Contrairement à ce que pourrait laisser entendre son titre, le roman de Michael Cunningham nous embarque en fait pour trois jours d’avril espacés chacun d’une année. Sur cette période, l’auteur suit le quotidien des membres d’une famille et nous décrit leur évolution au fil de ces trois années marquées en leur milieu par la période du covid.

Dan et Isabel vivent à Brooklyn avec leurs deux enfants.
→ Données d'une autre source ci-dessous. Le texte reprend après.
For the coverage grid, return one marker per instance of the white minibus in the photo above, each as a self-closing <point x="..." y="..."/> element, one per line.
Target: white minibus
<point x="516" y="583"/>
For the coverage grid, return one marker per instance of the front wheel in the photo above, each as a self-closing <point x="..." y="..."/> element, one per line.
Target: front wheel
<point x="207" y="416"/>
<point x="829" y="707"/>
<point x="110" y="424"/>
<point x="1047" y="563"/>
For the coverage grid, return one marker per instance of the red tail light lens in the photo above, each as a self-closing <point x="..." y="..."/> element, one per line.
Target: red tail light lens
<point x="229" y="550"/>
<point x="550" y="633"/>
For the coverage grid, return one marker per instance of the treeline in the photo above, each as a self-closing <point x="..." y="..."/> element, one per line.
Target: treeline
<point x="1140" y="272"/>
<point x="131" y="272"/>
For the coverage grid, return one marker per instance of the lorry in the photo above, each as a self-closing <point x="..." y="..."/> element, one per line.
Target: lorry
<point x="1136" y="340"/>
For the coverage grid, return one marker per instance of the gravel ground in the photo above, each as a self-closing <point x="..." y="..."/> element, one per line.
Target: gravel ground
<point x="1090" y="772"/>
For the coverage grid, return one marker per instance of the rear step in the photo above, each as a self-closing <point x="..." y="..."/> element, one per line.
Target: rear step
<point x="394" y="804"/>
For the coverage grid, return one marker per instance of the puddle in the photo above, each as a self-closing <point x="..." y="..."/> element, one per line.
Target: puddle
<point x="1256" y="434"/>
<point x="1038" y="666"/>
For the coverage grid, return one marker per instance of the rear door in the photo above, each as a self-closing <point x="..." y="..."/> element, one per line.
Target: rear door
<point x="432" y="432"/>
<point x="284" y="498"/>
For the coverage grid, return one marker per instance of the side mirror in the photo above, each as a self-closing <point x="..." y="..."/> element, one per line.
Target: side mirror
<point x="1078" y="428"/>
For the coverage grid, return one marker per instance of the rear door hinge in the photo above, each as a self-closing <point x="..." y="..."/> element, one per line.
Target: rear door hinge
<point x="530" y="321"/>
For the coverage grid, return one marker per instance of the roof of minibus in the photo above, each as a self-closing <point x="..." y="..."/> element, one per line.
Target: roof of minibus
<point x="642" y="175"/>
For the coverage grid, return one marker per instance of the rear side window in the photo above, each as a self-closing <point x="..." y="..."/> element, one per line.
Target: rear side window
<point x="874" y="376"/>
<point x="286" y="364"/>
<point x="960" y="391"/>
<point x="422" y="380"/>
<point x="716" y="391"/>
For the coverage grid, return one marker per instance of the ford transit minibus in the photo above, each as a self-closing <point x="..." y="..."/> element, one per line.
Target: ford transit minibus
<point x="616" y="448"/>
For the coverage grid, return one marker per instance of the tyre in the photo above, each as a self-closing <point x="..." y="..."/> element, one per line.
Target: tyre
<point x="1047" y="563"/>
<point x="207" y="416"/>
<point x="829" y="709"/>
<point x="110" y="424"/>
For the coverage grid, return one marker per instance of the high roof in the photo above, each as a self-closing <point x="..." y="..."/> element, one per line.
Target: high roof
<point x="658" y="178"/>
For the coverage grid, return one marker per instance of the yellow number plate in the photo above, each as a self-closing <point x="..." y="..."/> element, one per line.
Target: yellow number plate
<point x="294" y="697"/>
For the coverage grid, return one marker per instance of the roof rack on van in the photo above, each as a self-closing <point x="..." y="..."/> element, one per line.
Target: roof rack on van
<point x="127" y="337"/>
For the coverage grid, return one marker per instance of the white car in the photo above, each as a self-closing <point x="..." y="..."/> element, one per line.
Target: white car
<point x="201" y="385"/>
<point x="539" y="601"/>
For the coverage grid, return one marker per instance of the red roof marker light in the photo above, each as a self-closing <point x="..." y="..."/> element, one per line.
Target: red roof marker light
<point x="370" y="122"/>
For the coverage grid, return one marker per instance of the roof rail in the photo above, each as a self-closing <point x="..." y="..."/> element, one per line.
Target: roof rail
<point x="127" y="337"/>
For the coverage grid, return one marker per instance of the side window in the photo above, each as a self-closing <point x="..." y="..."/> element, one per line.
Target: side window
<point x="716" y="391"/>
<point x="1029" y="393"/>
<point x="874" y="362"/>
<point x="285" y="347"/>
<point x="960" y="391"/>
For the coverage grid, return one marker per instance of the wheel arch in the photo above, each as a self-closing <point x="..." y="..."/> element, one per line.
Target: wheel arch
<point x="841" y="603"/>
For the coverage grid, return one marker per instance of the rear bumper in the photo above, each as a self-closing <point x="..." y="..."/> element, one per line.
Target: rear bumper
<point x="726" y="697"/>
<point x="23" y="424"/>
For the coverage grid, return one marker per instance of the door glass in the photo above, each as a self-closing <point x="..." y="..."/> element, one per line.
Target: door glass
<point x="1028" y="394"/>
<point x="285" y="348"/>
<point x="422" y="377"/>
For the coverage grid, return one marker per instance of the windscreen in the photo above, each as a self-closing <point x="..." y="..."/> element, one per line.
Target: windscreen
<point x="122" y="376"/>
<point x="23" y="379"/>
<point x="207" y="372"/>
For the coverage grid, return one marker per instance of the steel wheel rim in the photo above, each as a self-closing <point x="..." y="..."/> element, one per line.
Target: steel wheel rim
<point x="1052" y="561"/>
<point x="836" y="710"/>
Dan tente de renouer avec un début de carrière avortée dans le rock tandis qu’Isabel rêve d’aller vivre à la campagne et s’interroge sur son mariage. Leur fils Nathan, pré-ado, expérimente un début d’indépendance et donc de rébellion, tandis que Violet, la petite dernière, rêve en robe de princesse. Vit sous le même toit Robbie, le frère d’Isabel, devenu prof plus par opposition à son père que par passion, et qui sort d’une nouvelle déception amoureuse. Gravite autour de ce noyau le frère de Dan, Garth, qui tente, mais sans grand succès, de garder le lien avec la femme avec qui il a conçu un enfant.

Rêves avortés, difficultés de la vie à deux, tentatives de prendre un nouveau départ, Un jour d’avril est une chronique douce-amère d’une vie ordinaire dont chacun à sa manière cherche à se sortir, Robbie allant même jusqu’à se créer un double fictif sur Instagram. L’originalité ici tient à cet espace-temps découpé en trois parties distinctes, une matinée d’avril 2019, un après-midi d’avril 2020 en plein confinement et une soirée d’avril 2021. Les personnages vieillissent, grandissent, se posent encore et encore les mêmes questions sans réellement parvenir à trouver des réponses.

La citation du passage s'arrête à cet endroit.